At least that’s the gist of a new report from Howard H. Baker Jr. Center for Public Policy at the University of Tennessee, Knoxville. The study, “Assessment of Incentives and Employment Impacts of Solar Industry Deployment," found that solar is on the same track that other energy sources in the U.S., like coal, oil, natural gas, and nuclear energy formerly took.

But the report also found that solar has the potential to create more jobs than other energy sources on a per megawatt hour basis. “The study finds that solar could support 200,000 to 430,000 jobs across the United States by 2020 and from 240,000 to 965,000 jobs in 2030 (including direct, indirect, and induced jobs),” said report author Susan Schexnayder, a senior research associate at the university’s Human Dimensions Research Lab.

“The low-end assumes the solar power in the U.S. grows at the same rate as the GNP [i.e., gross national product]. The upper end projection is based on the DOE SunShot initiative’s projected employment which assumes 26 percent annual growth, but is roughly consistent with a 20 percent growth rate that we model which is a tempering of the IPCC’s projection of 30 percent annual growth in U.S. solar capacity,” Schexnayder said.

Solar has been around for a while, but not as long as oil or coal. “Solar is not necessarily traveling any faster or slower along the adoption path than other energy resources, but it is on the same trajectory—with a relatively slow start followed by a period of rapid growth,” said Schexnayder. But to get to the level of mass adoption like other energy sources it still needs help. And why not? “The study points out that all energy sources—even those that have achieved full maturity—are subsidized,” Schexnayder said.

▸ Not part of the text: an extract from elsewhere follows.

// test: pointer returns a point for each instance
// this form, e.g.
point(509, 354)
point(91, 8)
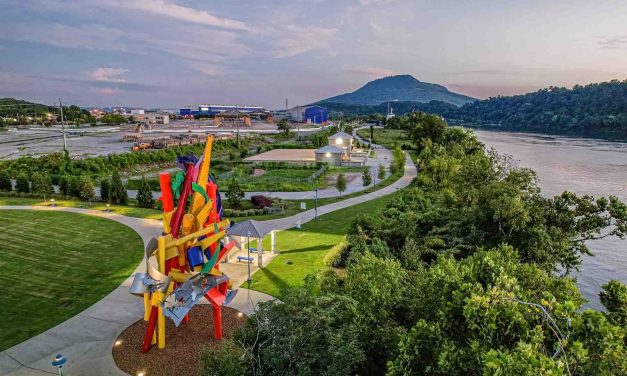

Some of those subsidies have been in place for a long time. The report sites a Management Information Services, Inc. study which looked at government incentives for energy industries from 1950 to 2010. It found that the oil industry has received $369 billion, coal $104 billion and renewables since 1950. Another study, from the Renewable Energy Policy Project, found that solar has received $5.7 billion since 1947.